I didn’t live a walk with God (in my youth), but he walked with me. My curiosity sparked a five-year exploration into who “God” is and I trusted him all the way. I had nothing else in my life… no hope, no strength and no pride. I realized that he had bigger plans for me, beyond my sorrows.
I had great compassion for others who were suffering. As I began to give my life, I realized that it was the fuel that kept me going. No longer did I feel that I was hopeless, I felt empowered to change the world. By high school I had volunteered over 3,800 hours of service to my community. After serving with little children in the community, I saw a need for “hope” to be brought to the orphan children. Just as they felt alone, so did I. I knew what brought me joy and that was toys. I started a toy drive to give them love through toys. Enough to take their minds off of their problems and the things around them.
When we love the least of these, they are able to be brave and strong. I began to learn the very essence of being and the meaning of life. Just as I prayed in my youth for a way out…God was giving me a way in! He gave me a purpose beyond my understanding and the rest of my life was in preparation for what was to come.
My understanding of what was told to me:
1. “God is Love”: “Anyone who does not love, does not know God, because God is Love.” (1 John 4:8)
“God is Love. Whoever lives in love lives in God, and God abides in him.” (1 John 4:16)
“Love is patient, love is kind. It does not envy, it does not boast, it is not proud. It does not dishonor others, it is not self-seeking, it is not easily angered, it keeps no record of wrongs. Love does not delight in evil but rejoices with the truth.” (1 Corinthians 13: 4-6)
“Therefore, if anyone is in Christ, the new creation has come: The old has gone, the new is here!” (2 Corinthians 5:17)
My adversity, my challenges, my suffering were to help me find Love! I had to surrender my whole being before I could understand the true meaning.
2. Why the suffering? “We rejoice in our sufferings, knowing that suffering produces endurance, and endurance produces character, and character produces hope, and hope does not put us to shame, because God’s love has been poured into our hearts through the Holy Spirit who has been given to us.” (Romans 5:3-5)
“And after you have suffered a little while, the God of all grace, who has called you to his eternal glory in Christ, will restore, confirm, strengthen, and establish you.” (1 Peter 5:10)
God had to show me that the suffering was because it was “for the glory of God,” that I was to “believe on him with all my heart” and he would prove to pull me through. In search of me, he would not give me more than he knew I could handle and he helped me find him. As I prayed for a way out…God gave me a way in!
There is light at the end of the dark tunnel. When you feel that all hope is lost, you must reach out and trust in something more than yourself. I felt I had nothing to lose, felt I was already dead and past the point of extinction.
I’m here to tell you that things get better.
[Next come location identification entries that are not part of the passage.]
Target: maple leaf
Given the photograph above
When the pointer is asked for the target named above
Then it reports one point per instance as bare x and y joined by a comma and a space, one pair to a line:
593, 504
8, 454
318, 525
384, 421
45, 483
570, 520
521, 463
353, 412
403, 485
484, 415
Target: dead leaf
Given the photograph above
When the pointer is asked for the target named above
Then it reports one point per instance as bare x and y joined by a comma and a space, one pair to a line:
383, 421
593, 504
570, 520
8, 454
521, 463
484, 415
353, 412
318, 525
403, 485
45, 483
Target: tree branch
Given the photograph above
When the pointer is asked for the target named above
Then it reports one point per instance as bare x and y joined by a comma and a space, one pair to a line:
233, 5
Just when you think that the darkness is taking over, light shines through. There is a promise, “if we suffer, we shall also reign with him…” (II Timothy 2:12)
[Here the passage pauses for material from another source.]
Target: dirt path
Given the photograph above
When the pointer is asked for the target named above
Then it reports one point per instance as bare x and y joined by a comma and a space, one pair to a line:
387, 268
Don’t fall into the temptation of death. There is something greater than we are, greater than our suffering, greater than any feeling we have…don’t you want to find out what that is? What do you got to lose?
Revelation 21:4 says, “And God shall wipe away all tears from their eyes; and there shall be no more death, neither sorrow, nor crying, neither shall there be any more pain: for the former things are passed away.”
It’s simple. “For if thou shalt confess with thy mouth the Lord Jesus, and shalt believe in thine heart that God hath raised him from the dead, thou shalt be saved.” (Romans 10:9)
Why not call upon Him right now? Tomorrow may be too late.